Chris Cleave hat einen Roman geschrieben. Die Werbeplakate für das Erstlingswerk des 32-jährigen englischen Autors zeigen eine Luftaufnahme von London. Über der Stadt schwebt eine riesige Rauchwolke. „Incendiary“ handelt von acht Selbstmordattentätern, die einen Anschlag auf das vollbesetzte Fußballstadion des FC Arsenal London verüben. Tausend Menschen kommen dabei ums Leben.

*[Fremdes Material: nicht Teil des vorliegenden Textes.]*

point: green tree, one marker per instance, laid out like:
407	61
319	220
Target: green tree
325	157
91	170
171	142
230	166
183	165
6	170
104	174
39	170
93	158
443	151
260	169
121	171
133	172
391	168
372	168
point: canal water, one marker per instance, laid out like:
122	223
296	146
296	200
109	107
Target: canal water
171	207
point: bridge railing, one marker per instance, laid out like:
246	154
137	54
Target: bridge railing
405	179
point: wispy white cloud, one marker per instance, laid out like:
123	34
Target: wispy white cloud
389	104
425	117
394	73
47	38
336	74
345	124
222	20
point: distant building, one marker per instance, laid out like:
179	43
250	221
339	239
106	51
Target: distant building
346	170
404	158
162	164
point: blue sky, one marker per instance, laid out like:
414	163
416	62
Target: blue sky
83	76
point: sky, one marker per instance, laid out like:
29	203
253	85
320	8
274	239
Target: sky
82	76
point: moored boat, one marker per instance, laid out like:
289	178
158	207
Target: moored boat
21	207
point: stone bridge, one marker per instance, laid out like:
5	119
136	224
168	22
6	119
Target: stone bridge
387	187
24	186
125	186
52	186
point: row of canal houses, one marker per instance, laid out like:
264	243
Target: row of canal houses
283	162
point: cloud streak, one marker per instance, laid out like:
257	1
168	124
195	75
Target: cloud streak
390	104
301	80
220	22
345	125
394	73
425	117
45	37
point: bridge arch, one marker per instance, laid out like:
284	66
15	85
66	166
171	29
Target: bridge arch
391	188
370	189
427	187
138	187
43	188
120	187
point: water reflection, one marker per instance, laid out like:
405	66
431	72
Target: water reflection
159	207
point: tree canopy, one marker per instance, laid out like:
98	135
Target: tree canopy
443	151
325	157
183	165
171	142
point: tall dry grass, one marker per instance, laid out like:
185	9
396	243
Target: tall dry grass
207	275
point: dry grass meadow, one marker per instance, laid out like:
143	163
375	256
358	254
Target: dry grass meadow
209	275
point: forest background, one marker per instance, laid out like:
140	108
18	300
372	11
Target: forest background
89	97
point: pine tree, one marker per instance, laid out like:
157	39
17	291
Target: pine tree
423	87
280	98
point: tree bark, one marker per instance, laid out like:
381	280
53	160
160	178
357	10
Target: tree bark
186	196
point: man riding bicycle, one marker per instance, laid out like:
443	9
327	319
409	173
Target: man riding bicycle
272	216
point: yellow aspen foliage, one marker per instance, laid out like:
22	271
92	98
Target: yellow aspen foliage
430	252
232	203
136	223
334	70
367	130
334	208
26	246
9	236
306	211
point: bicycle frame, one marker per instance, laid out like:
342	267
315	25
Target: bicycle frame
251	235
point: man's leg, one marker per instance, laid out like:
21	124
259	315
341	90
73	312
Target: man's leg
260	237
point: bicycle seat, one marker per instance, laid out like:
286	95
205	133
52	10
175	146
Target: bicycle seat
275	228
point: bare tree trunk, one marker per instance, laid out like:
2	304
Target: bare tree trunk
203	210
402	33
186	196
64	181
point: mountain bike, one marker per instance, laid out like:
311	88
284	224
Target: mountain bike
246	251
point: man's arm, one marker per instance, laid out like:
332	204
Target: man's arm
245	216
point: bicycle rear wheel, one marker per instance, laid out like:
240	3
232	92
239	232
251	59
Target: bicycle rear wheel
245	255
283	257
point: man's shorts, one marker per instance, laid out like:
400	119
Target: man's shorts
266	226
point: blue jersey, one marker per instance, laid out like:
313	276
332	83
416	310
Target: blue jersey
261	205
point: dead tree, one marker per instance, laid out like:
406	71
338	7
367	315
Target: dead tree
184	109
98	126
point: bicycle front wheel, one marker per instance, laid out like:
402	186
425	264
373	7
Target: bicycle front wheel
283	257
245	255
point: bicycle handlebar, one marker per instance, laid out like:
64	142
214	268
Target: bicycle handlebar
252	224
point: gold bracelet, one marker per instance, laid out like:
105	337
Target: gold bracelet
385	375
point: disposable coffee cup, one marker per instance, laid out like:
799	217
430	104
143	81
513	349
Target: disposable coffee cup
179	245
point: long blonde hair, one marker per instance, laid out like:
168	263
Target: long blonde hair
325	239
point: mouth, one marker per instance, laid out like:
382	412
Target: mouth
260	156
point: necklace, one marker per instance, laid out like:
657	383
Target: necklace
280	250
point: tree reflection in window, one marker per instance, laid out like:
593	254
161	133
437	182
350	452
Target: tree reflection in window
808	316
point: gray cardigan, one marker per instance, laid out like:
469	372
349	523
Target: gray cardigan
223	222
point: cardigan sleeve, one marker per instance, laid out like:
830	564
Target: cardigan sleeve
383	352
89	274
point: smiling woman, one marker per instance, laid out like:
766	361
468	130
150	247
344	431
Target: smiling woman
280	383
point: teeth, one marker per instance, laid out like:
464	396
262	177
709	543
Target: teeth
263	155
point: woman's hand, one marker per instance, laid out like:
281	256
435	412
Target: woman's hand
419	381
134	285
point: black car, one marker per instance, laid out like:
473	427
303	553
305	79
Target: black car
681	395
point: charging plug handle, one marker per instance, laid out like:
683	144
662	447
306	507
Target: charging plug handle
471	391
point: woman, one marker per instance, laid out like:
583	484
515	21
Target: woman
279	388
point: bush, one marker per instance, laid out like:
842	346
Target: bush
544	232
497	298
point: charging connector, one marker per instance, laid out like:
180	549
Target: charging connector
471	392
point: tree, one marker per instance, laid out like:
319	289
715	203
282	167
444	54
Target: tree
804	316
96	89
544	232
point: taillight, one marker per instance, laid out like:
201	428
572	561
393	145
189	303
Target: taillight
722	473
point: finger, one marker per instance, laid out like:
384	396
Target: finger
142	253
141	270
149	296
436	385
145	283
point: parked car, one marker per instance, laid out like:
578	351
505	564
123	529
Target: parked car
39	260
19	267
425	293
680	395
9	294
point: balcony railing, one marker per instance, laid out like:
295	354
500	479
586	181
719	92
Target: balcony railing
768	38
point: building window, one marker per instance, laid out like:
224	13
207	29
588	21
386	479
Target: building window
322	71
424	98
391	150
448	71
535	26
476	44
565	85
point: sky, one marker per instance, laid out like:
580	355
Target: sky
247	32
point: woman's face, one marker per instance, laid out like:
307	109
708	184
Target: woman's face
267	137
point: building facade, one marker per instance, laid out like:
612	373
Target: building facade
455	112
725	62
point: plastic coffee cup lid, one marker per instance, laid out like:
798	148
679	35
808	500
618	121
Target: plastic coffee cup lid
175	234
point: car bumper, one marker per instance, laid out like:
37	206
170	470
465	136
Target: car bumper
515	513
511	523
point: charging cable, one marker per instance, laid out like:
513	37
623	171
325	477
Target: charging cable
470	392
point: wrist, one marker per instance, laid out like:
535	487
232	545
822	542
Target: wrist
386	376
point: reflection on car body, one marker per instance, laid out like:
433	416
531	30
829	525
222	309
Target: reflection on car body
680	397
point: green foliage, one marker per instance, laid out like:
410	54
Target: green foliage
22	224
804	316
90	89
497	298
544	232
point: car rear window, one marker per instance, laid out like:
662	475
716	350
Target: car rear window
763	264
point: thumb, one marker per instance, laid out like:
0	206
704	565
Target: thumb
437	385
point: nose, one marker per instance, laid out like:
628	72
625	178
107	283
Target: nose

Der Roman ist in Form eines offenen Briefes an Ussama Bin Laden verfasst. Absender ist eine Frau, die bei dem Attentat ihren Mann und ihren vierjährigen Sohn verloren hat. Sie glaubt, dass sie Bin Laden läutern kann, wenn es ihr gelingt, ihm verständlich zu machen, was Liebe ist. Der erste Satz des Buches heißt: „Lieber Ussama!“ Sie bittet den Al-Qaida-Chef, etwas Geduld mit ihr zu haben: „Ich bin keine große Schreiberin.“ Das Problem sind aber keine handwerklichen Mängel, sondern der Erscheinungstag: Es war der 7. Juli – der Tag, an dem Selbstmordattentäter in London drei U-Bahnen sowie einen Bus sprengten und 56 Menschen umbrachten.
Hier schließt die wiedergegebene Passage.